Before proceeding, it is worth pointing out that the discount function is applied separately to the treatment and control data. Now, let’s carry out the two-arm analysis using default inputs:
set.seed(42)
fit2 <- bdpbinomial(y_t = 15,
N_t = 200,
y0_t = 25,
N0_t = 250,
y_c = 20,
N_c = 250,
y0_c = 20,
N0_c = 250,
method = "fixed")
summary(fit2)
##
## Two-armed bdp binomial
##
## Current treatment data: 15 and 200
## Current control data: 20 and 250
## Historical treatment data: 25 and 250
## Historical control data: 20 and 250
## Stochastic comparison (p_hat) - treatment (current vs. historical data): 0.3664
## Discount function value (alpha) - treatment: 0.3664
## Stochastic comparison (p_hat) - control (current vs. historical data): 0.9914
## Discount function value (alpha) - control: 0.9914
## alternative hypothesis: two.sided
## 95 percent CI:
## -0.0347 0.0453
## sample estimates:
## prop 1 prop2
## 0.08 0.08
The summary
method of a two-arm analysis is slightly
different than a one-arm analysis. First, we see p_hat
and
alpha
reported for the control data. In the present
analysis, the current and historical control data have event rates that
are very close, thus the historical control data is given full weight.

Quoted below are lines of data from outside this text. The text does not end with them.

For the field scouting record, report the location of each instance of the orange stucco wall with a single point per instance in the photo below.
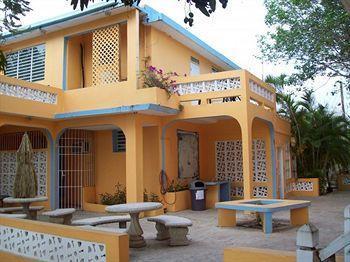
(109, 166)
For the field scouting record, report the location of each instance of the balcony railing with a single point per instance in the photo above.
(224, 87)
(21, 89)
(216, 85)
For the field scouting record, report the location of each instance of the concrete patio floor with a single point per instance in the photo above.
(208, 240)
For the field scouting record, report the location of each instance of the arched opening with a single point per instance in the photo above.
(10, 140)
(89, 158)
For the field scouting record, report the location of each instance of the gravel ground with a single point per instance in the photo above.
(208, 240)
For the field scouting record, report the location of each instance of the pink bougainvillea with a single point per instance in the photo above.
(154, 77)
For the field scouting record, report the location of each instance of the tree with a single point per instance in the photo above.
(322, 137)
(207, 7)
(312, 35)
(11, 10)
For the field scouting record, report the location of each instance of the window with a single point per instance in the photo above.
(118, 140)
(214, 70)
(27, 64)
(194, 67)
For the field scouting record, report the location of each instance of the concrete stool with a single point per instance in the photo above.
(105, 229)
(33, 211)
(94, 221)
(13, 215)
(58, 214)
(172, 227)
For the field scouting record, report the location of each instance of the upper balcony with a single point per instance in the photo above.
(232, 88)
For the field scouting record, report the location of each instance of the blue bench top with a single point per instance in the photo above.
(263, 205)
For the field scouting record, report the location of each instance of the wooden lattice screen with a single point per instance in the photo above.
(105, 56)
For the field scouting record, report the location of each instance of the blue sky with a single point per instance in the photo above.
(232, 31)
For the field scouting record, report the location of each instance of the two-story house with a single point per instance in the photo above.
(73, 84)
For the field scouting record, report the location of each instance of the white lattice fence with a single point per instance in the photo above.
(209, 86)
(48, 247)
(261, 91)
(105, 56)
(27, 93)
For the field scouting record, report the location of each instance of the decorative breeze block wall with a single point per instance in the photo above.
(27, 93)
(209, 86)
(105, 56)
(47, 247)
(259, 161)
(8, 165)
(229, 165)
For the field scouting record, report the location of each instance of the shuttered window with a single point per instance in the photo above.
(27, 64)
(118, 138)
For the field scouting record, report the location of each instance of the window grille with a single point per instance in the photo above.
(118, 139)
(27, 64)
(105, 56)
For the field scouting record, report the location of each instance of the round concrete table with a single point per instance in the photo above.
(25, 202)
(135, 231)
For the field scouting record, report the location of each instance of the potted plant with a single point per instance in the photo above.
(177, 197)
(154, 77)
(152, 197)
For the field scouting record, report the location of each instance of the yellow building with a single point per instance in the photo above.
(73, 83)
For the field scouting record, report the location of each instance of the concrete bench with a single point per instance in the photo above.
(14, 215)
(95, 221)
(105, 229)
(33, 210)
(56, 216)
(172, 227)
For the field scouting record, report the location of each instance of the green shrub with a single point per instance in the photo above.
(176, 187)
(322, 177)
(119, 196)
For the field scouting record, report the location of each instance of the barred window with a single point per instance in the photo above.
(27, 64)
(118, 139)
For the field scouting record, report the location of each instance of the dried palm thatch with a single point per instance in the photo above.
(26, 183)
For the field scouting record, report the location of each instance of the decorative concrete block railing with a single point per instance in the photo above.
(261, 91)
(27, 93)
(216, 85)
(303, 187)
(52, 242)
(308, 241)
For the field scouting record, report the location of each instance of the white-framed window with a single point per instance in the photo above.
(194, 67)
(214, 69)
(119, 141)
(27, 64)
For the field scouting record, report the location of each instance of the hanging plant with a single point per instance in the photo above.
(153, 77)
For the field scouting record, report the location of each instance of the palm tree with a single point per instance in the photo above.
(322, 137)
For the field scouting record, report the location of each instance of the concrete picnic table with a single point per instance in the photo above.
(25, 203)
(299, 213)
(135, 231)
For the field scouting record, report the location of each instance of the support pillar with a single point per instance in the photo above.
(247, 144)
(133, 52)
(134, 159)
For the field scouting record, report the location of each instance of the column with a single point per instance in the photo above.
(247, 143)
(134, 159)
(133, 52)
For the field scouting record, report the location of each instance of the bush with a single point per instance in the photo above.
(119, 196)
(153, 77)
(151, 197)
(176, 187)
(322, 177)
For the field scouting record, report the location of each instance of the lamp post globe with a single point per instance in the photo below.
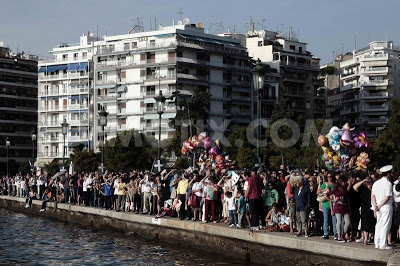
(64, 130)
(258, 74)
(33, 137)
(103, 122)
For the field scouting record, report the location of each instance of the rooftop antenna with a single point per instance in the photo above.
(180, 12)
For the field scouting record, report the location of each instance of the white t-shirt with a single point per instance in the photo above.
(116, 184)
(196, 186)
(231, 203)
(383, 188)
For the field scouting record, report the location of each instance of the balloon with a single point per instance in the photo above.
(322, 140)
(207, 143)
(345, 139)
(213, 151)
(202, 136)
(360, 140)
(335, 137)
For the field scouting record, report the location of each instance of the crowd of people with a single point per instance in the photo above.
(349, 207)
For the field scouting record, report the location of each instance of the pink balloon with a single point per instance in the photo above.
(207, 143)
(213, 151)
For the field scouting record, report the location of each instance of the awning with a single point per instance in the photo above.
(76, 144)
(122, 89)
(149, 100)
(108, 86)
(168, 115)
(83, 66)
(41, 162)
(55, 68)
(78, 111)
(150, 116)
(72, 67)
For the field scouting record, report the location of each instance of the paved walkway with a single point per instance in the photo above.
(352, 250)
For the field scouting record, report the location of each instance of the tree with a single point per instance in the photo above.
(52, 168)
(385, 148)
(84, 160)
(24, 168)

This implies that the (augmented) posterior control event rate is
approximately (20 + 20)/(250 + 250) = 0.08
. Again, moderate
weight is given to the historical treatment data, so we have an
(augmented) posterior treatment event rate of 0.08.
The CI is computed at run time and is the interval estimate of the
difference between the posterior treatment and control event rates. With
a 95% CI of (-0.0347, 0.0453)
, we would conclude that the
treatment and control arms are not significantly different.
The plot
method of a two-arm analysis is slightly
different than a one-arm analysis as well:
Each of the three plots are analogous to the one-arm analysis, but each plot now presents additional data related to the control arm.